Again you heard of the security flaw in Android. Last time, Google has fixed some security flaws which included the core part of the system. This time also, it include the core of the system.

Google has fixed a dozen security vulnerabilities of which 5 are rated critical.This time, Android 5.0 and later are the versions affected.

You might think that you would have heard this on this vulnerability before. That's because month after month, the "mediaserver" service remains the most problematic component of Android. Google has copied and pasted almost every word from the same text every month for every component affected.

The critical vulnerability affects the core part of (Android) software which has got the access to permissions that the third-party apps do not have. Another flaw that exists in handling of bluetooth and Wi-Fi handling of the Android software. Other flaws include those that affect the kernel.

While it's a good news that Google's own security team discovered the flaw, it's surely not good to hear that the most popular mobile operating system has been affected by critical flaws.

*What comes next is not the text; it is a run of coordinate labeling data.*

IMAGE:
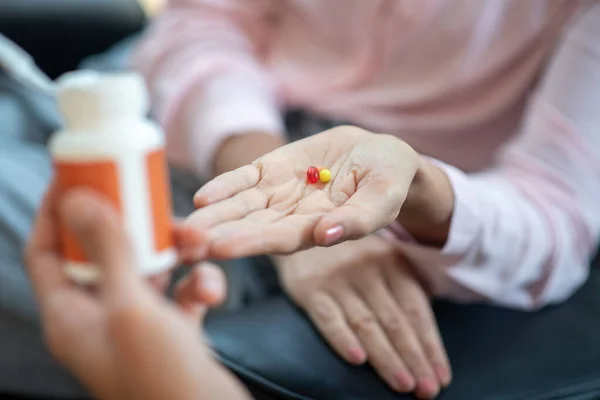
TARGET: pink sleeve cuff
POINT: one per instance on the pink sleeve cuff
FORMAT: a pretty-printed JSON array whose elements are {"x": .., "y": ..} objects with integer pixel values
[
  {"x": 227, "y": 106},
  {"x": 464, "y": 228}
]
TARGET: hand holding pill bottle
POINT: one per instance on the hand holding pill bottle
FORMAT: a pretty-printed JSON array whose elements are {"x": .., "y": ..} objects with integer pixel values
[{"x": 109, "y": 146}]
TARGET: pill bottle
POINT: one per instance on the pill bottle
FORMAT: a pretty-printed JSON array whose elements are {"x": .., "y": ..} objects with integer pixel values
[{"x": 108, "y": 146}]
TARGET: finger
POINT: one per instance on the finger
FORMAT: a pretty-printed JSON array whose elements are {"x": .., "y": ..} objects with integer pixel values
[
  {"x": 230, "y": 209},
  {"x": 250, "y": 237},
  {"x": 159, "y": 282},
  {"x": 226, "y": 185},
  {"x": 373, "y": 206},
  {"x": 416, "y": 306},
  {"x": 380, "y": 352},
  {"x": 329, "y": 320},
  {"x": 400, "y": 333},
  {"x": 42, "y": 259},
  {"x": 94, "y": 221},
  {"x": 205, "y": 286}
]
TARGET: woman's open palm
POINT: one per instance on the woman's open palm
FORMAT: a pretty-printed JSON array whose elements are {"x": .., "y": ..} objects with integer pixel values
[{"x": 270, "y": 207}]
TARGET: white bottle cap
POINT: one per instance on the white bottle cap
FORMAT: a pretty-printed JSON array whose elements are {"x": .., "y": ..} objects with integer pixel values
[{"x": 87, "y": 98}]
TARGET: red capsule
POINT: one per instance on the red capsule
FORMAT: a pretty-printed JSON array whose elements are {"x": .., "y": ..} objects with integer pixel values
[{"x": 312, "y": 175}]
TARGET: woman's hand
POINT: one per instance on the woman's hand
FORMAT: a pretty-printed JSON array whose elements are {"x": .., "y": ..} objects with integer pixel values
[
  {"x": 368, "y": 306},
  {"x": 268, "y": 206},
  {"x": 122, "y": 339}
]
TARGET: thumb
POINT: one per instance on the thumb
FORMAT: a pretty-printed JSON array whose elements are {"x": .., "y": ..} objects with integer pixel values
[
  {"x": 97, "y": 227},
  {"x": 372, "y": 207},
  {"x": 205, "y": 286}
]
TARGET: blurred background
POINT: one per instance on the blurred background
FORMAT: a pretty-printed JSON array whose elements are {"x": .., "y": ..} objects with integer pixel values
[{"x": 60, "y": 33}]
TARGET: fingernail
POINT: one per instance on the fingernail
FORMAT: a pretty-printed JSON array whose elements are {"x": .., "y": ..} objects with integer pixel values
[
  {"x": 357, "y": 355},
  {"x": 443, "y": 375},
  {"x": 427, "y": 387},
  {"x": 212, "y": 284},
  {"x": 405, "y": 381},
  {"x": 333, "y": 235}
]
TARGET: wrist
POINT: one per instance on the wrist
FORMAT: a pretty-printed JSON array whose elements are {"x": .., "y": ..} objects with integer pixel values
[
  {"x": 427, "y": 211},
  {"x": 239, "y": 150}
]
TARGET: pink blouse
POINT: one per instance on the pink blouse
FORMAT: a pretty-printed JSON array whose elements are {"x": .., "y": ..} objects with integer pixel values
[{"x": 503, "y": 95}]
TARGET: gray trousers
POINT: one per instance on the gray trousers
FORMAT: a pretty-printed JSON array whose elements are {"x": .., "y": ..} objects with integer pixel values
[
  {"x": 27, "y": 121},
  {"x": 25, "y": 171}
]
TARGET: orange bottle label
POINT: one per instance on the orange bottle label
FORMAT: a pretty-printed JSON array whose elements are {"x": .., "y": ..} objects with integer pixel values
[
  {"x": 160, "y": 200},
  {"x": 102, "y": 177}
]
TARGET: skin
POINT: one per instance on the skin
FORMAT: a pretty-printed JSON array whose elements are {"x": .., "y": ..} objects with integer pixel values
[
  {"x": 119, "y": 337},
  {"x": 319, "y": 280},
  {"x": 368, "y": 305},
  {"x": 268, "y": 207}
]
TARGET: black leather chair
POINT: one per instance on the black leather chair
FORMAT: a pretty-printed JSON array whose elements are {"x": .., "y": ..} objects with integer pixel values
[{"x": 496, "y": 354}]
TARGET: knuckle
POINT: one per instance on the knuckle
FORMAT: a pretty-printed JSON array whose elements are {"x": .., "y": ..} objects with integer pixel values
[
  {"x": 364, "y": 325},
  {"x": 414, "y": 314},
  {"x": 392, "y": 323},
  {"x": 322, "y": 310}
]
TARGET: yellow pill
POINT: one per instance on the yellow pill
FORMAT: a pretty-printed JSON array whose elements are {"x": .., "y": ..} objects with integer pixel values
[{"x": 324, "y": 175}]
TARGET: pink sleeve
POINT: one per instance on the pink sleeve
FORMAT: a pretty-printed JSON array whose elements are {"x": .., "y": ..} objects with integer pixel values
[
  {"x": 522, "y": 233},
  {"x": 200, "y": 59}
]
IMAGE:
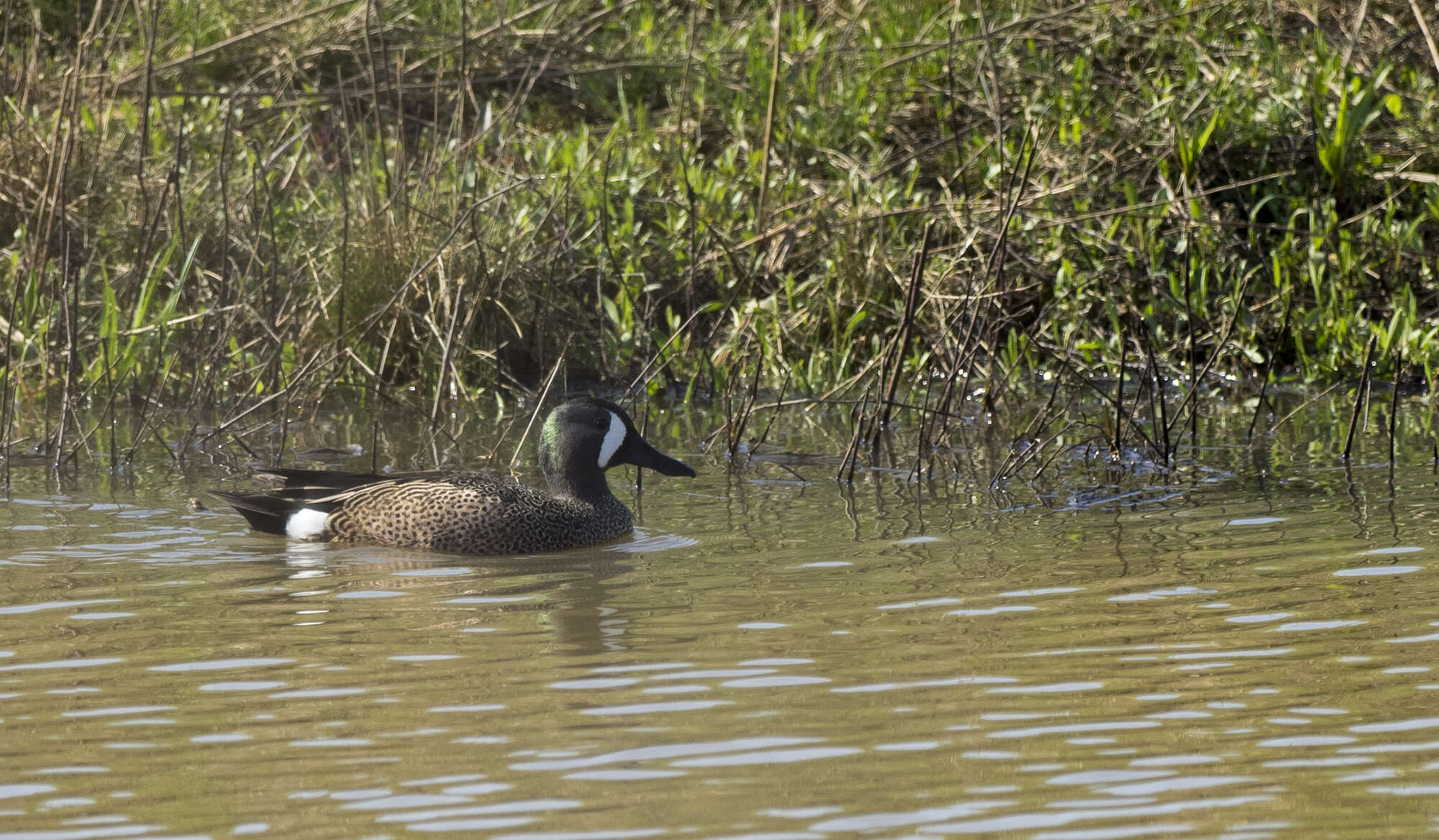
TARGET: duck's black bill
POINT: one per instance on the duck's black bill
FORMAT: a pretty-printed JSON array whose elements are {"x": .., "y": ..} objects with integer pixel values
[{"x": 650, "y": 458}]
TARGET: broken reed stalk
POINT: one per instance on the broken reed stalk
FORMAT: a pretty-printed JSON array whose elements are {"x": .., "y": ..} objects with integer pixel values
[
  {"x": 894, "y": 363},
  {"x": 779, "y": 406},
  {"x": 1017, "y": 460},
  {"x": 1394, "y": 409},
  {"x": 1361, "y": 398},
  {"x": 1117, "y": 449},
  {"x": 1158, "y": 421},
  {"x": 736, "y": 429},
  {"x": 853, "y": 452},
  {"x": 1268, "y": 368},
  {"x": 769, "y": 129}
]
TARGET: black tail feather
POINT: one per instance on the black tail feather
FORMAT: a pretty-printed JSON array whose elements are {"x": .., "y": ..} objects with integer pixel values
[{"x": 263, "y": 511}]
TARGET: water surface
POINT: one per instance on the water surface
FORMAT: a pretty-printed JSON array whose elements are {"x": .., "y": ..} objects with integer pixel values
[{"x": 1243, "y": 654}]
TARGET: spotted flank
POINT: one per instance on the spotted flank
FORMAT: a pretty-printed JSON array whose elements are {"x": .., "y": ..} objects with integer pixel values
[{"x": 473, "y": 513}]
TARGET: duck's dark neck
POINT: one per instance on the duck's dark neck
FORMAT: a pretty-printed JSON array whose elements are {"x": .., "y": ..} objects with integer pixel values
[{"x": 591, "y": 488}]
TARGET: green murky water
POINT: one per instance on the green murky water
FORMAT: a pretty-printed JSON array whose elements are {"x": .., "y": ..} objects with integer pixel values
[{"x": 1248, "y": 654}]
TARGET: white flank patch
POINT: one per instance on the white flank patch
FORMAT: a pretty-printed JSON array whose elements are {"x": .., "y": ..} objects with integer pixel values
[
  {"x": 306, "y": 524},
  {"x": 612, "y": 441}
]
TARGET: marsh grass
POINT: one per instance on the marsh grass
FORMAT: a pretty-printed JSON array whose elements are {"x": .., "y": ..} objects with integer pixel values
[{"x": 930, "y": 209}]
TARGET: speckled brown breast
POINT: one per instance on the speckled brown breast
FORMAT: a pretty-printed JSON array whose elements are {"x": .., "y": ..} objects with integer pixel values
[{"x": 474, "y": 514}]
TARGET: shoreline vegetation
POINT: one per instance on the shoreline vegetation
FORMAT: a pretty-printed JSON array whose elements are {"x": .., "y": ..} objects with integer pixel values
[{"x": 907, "y": 209}]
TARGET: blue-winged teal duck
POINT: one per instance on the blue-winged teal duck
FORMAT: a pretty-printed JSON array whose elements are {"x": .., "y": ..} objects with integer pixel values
[{"x": 473, "y": 513}]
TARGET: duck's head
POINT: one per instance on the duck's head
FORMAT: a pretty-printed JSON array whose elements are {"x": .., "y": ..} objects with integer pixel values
[{"x": 588, "y": 437}]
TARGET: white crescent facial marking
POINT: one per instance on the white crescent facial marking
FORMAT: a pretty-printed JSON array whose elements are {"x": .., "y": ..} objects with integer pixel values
[
  {"x": 306, "y": 524},
  {"x": 612, "y": 441}
]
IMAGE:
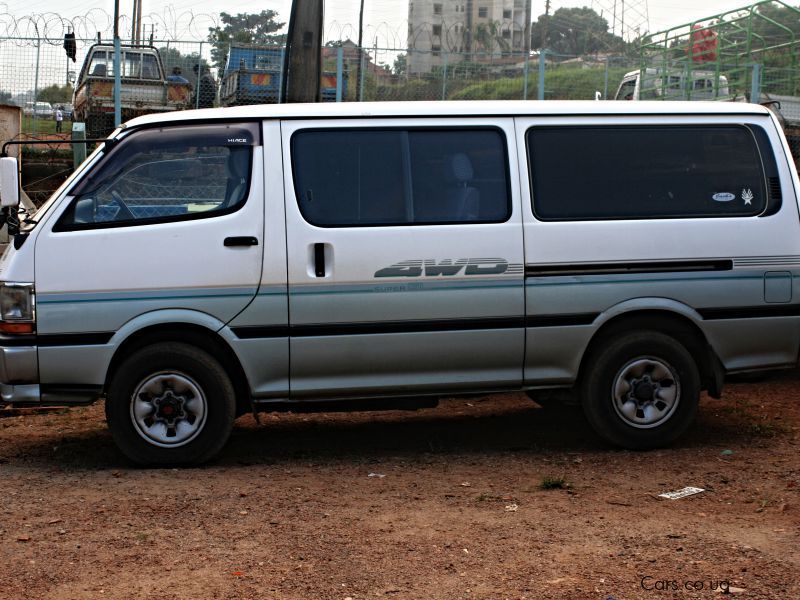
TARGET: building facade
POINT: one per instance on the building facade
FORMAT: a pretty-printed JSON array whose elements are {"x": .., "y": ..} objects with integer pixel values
[{"x": 444, "y": 32}]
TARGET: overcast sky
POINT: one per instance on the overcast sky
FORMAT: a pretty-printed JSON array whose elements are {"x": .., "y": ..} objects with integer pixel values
[{"x": 382, "y": 17}]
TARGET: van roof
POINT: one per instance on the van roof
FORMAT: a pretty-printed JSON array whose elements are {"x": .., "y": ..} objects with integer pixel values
[{"x": 504, "y": 108}]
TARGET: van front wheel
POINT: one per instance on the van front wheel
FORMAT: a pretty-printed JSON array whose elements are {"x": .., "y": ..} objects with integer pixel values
[
  {"x": 641, "y": 390},
  {"x": 170, "y": 403}
]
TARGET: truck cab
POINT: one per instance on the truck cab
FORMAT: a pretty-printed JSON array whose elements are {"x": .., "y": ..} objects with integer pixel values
[
  {"x": 660, "y": 84},
  {"x": 253, "y": 76},
  {"x": 144, "y": 87}
]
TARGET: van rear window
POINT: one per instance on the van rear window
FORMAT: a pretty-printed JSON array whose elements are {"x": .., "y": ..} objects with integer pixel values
[
  {"x": 644, "y": 172},
  {"x": 370, "y": 177}
]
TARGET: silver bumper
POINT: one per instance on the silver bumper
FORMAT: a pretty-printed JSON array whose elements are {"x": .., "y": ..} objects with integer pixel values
[
  {"x": 19, "y": 364},
  {"x": 19, "y": 375}
]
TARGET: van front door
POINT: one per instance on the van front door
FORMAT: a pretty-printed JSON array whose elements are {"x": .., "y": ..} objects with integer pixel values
[
  {"x": 168, "y": 225},
  {"x": 405, "y": 256}
]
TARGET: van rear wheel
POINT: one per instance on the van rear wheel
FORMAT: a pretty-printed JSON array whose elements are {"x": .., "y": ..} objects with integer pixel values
[
  {"x": 641, "y": 390},
  {"x": 170, "y": 403}
]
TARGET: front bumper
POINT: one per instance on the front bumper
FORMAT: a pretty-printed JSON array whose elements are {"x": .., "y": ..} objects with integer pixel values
[{"x": 19, "y": 375}]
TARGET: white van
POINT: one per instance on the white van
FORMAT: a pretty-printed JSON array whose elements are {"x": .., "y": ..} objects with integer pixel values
[{"x": 210, "y": 263}]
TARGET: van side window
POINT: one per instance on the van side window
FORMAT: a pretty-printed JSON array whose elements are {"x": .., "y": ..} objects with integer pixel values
[
  {"x": 644, "y": 172},
  {"x": 369, "y": 177},
  {"x": 166, "y": 174}
]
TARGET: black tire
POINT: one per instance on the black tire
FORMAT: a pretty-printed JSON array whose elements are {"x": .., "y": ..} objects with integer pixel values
[
  {"x": 190, "y": 418},
  {"x": 645, "y": 369}
]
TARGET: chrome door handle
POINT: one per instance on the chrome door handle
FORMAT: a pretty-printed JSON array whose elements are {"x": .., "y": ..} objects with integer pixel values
[{"x": 242, "y": 240}]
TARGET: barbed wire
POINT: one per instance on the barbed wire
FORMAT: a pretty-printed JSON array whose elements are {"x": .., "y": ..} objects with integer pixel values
[
  {"x": 174, "y": 24},
  {"x": 50, "y": 27}
]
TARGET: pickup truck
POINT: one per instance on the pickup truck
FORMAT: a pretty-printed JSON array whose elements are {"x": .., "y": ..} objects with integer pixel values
[{"x": 145, "y": 88}]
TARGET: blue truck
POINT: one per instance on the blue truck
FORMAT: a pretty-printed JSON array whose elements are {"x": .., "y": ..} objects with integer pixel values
[{"x": 253, "y": 76}]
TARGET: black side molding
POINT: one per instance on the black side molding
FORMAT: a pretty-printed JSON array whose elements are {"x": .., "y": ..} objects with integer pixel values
[{"x": 672, "y": 266}]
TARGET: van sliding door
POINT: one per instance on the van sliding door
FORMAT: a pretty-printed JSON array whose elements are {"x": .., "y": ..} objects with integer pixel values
[{"x": 405, "y": 256}]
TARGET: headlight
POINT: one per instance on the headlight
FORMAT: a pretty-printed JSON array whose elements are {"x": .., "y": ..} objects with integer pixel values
[{"x": 17, "y": 308}]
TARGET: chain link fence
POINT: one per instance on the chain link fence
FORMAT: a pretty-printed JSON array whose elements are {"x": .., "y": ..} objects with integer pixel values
[{"x": 54, "y": 91}]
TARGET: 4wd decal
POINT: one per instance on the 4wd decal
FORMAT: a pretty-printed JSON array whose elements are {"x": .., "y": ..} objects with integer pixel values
[{"x": 449, "y": 267}]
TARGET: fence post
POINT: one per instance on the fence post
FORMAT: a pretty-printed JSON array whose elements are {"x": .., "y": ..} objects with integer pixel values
[
  {"x": 36, "y": 82},
  {"x": 755, "y": 84},
  {"x": 525, "y": 71},
  {"x": 361, "y": 76},
  {"x": 339, "y": 68},
  {"x": 199, "y": 75},
  {"x": 444, "y": 77},
  {"x": 542, "y": 60},
  {"x": 282, "y": 79},
  {"x": 117, "y": 80}
]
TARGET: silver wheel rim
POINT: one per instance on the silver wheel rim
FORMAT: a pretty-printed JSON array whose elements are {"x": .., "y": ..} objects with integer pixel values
[
  {"x": 168, "y": 409},
  {"x": 646, "y": 392}
]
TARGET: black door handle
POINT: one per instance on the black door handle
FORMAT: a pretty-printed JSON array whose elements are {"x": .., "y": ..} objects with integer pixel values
[{"x": 242, "y": 240}]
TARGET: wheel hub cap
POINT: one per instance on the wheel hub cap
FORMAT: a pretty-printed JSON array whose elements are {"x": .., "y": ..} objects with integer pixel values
[
  {"x": 168, "y": 409},
  {"x": 646, "y": 392}
]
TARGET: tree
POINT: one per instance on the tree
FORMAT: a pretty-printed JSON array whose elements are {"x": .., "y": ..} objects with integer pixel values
[
  {"x": 244, "y": 28},
  {"x": 171, "y": 58},
  {"x": 574, "y": 31},
  {"x": 56, "y": 94}
]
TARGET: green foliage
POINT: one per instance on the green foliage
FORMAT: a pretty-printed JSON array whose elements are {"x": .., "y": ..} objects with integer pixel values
[
  {"x": 489, "y": 36},
  {"x": 244, "y": 28},
  {"x": 561, "y": 83},
  {"x": 574, "y": 31},
  {"x": 56, "y": 94},
  {"x": 400, "y": 65}
]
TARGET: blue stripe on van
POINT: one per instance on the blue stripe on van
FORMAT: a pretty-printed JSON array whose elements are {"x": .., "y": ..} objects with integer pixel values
[{"x": 145, "y": 295}]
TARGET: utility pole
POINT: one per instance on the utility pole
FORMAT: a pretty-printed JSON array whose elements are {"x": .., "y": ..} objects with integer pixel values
[
  {"x": 303, "y": 60},
  {"x": 360, "y": 49},
  {"x": 544, "y": 25},
  {"x": 527, "y": 31},
  {"x": 117, "y": 69}
]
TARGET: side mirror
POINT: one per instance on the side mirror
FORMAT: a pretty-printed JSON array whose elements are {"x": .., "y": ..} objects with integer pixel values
[{"x": 9, "y": 182}]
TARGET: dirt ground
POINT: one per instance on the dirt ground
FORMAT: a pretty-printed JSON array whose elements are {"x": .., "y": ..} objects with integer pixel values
[{"x": 444, "y": 503}]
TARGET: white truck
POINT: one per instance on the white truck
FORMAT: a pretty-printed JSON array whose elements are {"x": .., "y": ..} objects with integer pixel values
[
  {"x": 145, "y": 88},
  {"x": 659, "y": 84}
]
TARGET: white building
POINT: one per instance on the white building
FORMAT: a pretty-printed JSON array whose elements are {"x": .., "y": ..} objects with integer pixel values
[{"x": 450, "y": 31}]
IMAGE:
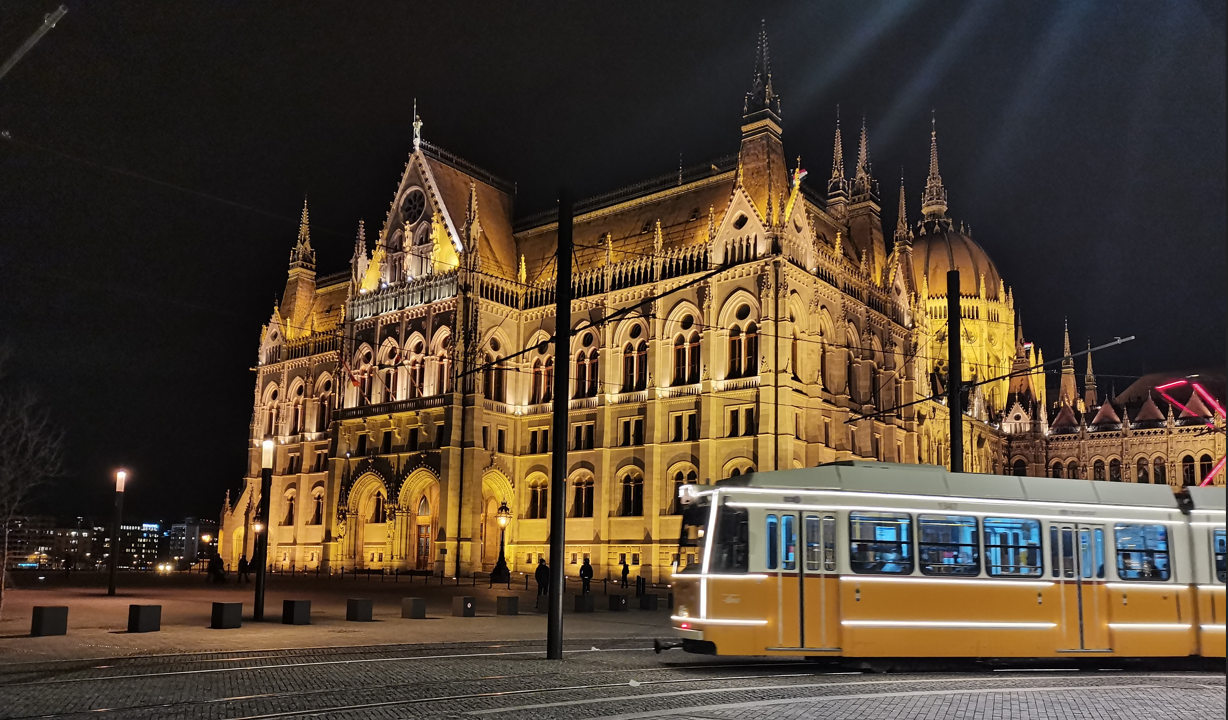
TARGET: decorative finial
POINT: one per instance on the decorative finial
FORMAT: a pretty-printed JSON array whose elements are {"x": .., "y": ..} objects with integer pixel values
[
  {"x": 933, "y": 202},
  {"x": 418, "y": 127}
]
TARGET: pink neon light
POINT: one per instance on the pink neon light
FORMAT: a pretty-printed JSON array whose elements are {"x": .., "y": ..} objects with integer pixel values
[
  {"x": 1207, "y": 397},
  {"x": 1173, "y": 401},
  {"x": 1213, "y": 472}
]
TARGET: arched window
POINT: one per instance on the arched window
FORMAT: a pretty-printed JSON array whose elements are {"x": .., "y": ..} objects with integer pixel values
[
  {"x": 750, "y": 365},
  {"x": 633, "y": 496},
  {"x": 539, "y": 500},
  {"x": 736, "y": 353},
  {"x": 317, "y": 512},
  {"x": 538, "y": 377},
  {"x": 679, "y": 360},
  {"x": 581, "y": 375},
  {"x": 593, "y": 375},
  {"x": 290, "y": 509},
  {"x": 582, "y": 498}
]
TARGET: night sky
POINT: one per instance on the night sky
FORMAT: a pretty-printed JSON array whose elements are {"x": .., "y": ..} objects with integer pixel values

Android N:Google may use online pool to name the new version

With Android Marshmallow (6.0) released and Android N undergoing development, much is anticipated on the name that must be given to it. In his recent visit to India, Google CEO Sunder Pichai was asked on why an Indian Dessert name was not given. Reacting to it, Sunder said that he would conduct an online poll to decide on it.

Yes.Google has decided to conduct an online poll to decide on the name. This is a good news for android fans across the world as many of them have been suggesting names in many online portals from the time Google started naming its OS versions after desserts. This way Google is indirectly making its users to contribute to their favorite platform.

So far, the following names have been getting a lot of traction from across the world: Android Nankhatai, Android Nutella, Android Nougat, Android Nut Brittle, Android Nerds.

Google patches crticial vulnerabilities in android

Any news on vulnerability would surely be like the striking of the thunder. Chill...This time its not a news on any new vulnerability discovered.

Google has released a new patch of security fixes for its Nexus devices that would fix the flaws which enabled the attackers to compromise the android device via spam mails, web pages and MMS messages. Firmware updates are being rolled out for supported Nexus devices and the patches will be added as part of Android Open Source Project. The updates address five vulnerabilities in which 1 is rated as critical, 2 rated as high and 2 rated as moderate.

A handful number of flaws were located in the OS' media processing components that handle audio and video file playback parsing. One of the critical vulnerabilities is said to be located at a core part of the OS (mediaserver) that can be exploited with the privileges that third-party applications are not supposed to have. Attackers would trick the users into playing specially crafted media in their browsers or using MMS messaging.

Another critical vulnerability is the privilage escalation of Android kernel. This allows the applications designed by attackers to execute code at the root level. This vulnerability has been patched in the updated.